In a new AI video, Brad Pitt and Tom Cruise battle it out on a rooftop in a cinematic action scene.
This isn’t a trailer for a new blockbuster, and while they look similar, it’s not actually Pitt and Cruise. In fact, this video is so realistic that the most obvious sign that it was created by AI is the dialogue.
“You killed Jeffrey Epstein, you beast! He was a good man!” Pitt says as he punches Cruz.
“He knew too much…” Cruise replies.
It’s easy to see why Hollywood’s most prominent trade association isn’t happy about this.

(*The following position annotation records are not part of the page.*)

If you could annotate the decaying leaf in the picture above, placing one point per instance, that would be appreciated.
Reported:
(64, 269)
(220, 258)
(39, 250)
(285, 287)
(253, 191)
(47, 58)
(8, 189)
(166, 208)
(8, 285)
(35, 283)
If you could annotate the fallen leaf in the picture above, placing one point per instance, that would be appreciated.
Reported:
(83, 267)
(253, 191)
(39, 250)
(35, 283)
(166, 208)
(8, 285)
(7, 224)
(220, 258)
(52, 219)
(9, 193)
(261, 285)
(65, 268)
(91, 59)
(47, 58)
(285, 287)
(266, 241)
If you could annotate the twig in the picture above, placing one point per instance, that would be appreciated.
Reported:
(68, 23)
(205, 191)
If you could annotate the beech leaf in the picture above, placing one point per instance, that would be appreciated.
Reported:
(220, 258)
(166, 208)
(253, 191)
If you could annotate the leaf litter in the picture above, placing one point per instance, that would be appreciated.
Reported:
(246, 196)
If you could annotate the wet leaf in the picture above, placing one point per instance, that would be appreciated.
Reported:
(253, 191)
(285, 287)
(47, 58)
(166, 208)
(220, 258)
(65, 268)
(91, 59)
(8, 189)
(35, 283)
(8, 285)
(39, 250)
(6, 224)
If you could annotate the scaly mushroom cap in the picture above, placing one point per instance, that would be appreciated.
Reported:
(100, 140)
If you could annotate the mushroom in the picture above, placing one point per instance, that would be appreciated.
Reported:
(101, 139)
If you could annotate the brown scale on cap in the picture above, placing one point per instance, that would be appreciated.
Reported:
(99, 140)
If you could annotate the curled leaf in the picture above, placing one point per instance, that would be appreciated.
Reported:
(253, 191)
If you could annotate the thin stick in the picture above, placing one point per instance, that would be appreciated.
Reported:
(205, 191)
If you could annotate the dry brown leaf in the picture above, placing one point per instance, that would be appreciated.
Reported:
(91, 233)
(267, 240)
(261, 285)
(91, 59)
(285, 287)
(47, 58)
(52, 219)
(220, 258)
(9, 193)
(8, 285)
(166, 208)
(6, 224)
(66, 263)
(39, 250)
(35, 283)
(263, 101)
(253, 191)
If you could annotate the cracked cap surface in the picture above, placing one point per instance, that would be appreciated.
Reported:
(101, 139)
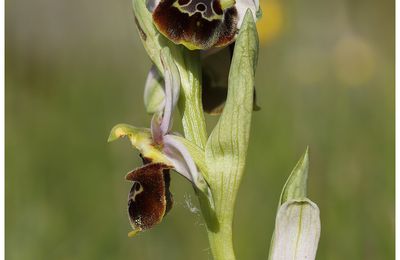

The scene was created using Seedance 2.0, a new AI video generation model released Thursday by TikTok’s Chinese parent company ByteDance.
The tool, and the hyper-realistic videos users create of Hollywood actors and characters, went viral in China and is now catching the attention of Americans.
“It’s moving fast,” Elon Musk said in response to a video generated using SeaDance and posted on X, referring to the speed of advances in artificial intelligence.
Another X user said, “I’m done cooking.”
The American reaction is reminiscent of the buzz surrounding DeepSeek, a Chinese company that unveiled an AI inference model that rivals OpenAI’s ChatGPT and other top models last January, stunning Silicon Valley heavyweights and intensifying competition between the U.S. and China for AI innovation supremacy.
Seedance 2.0 is another shot in the arm for the American AI company. Its multimodal capabilities span text, image, audio, and video inputs, allowing creators to control metrics such as lighting, shadows, and camera movement.
In another viral scene, a deepfake version of Breaking Bad star Walter White points directly at viewers and says, “You think you’re in control.” This line is more like a provocation than a dialogue.
Creepy depictions of Hollywood actors as well as characters from The Avengers and other major film series quickly raised copyright concerns.
The Motion Picture Association of America, an industry group representing major Hollywood studios and streaming services, issued a statement Thursday accusing ByteDance of committing “massive” rights violations in “a single day.”
“By launching its service without meaningful protections against copyright infringement, ByteDance is ignoring established copyright law that protects the rights of creators and supports millions of American jobs. ByteDance must immediately cease its infringing activities,” MPA Chairman and CEO Charlie Rivkin said in a statement.
OpenAI’s AI video generation tool “Sora” can also create AI versions of actors and characters, but copyright issues have also been raised.
But like many modern tools in AI, it can be difficult to put the genie back in the bottle.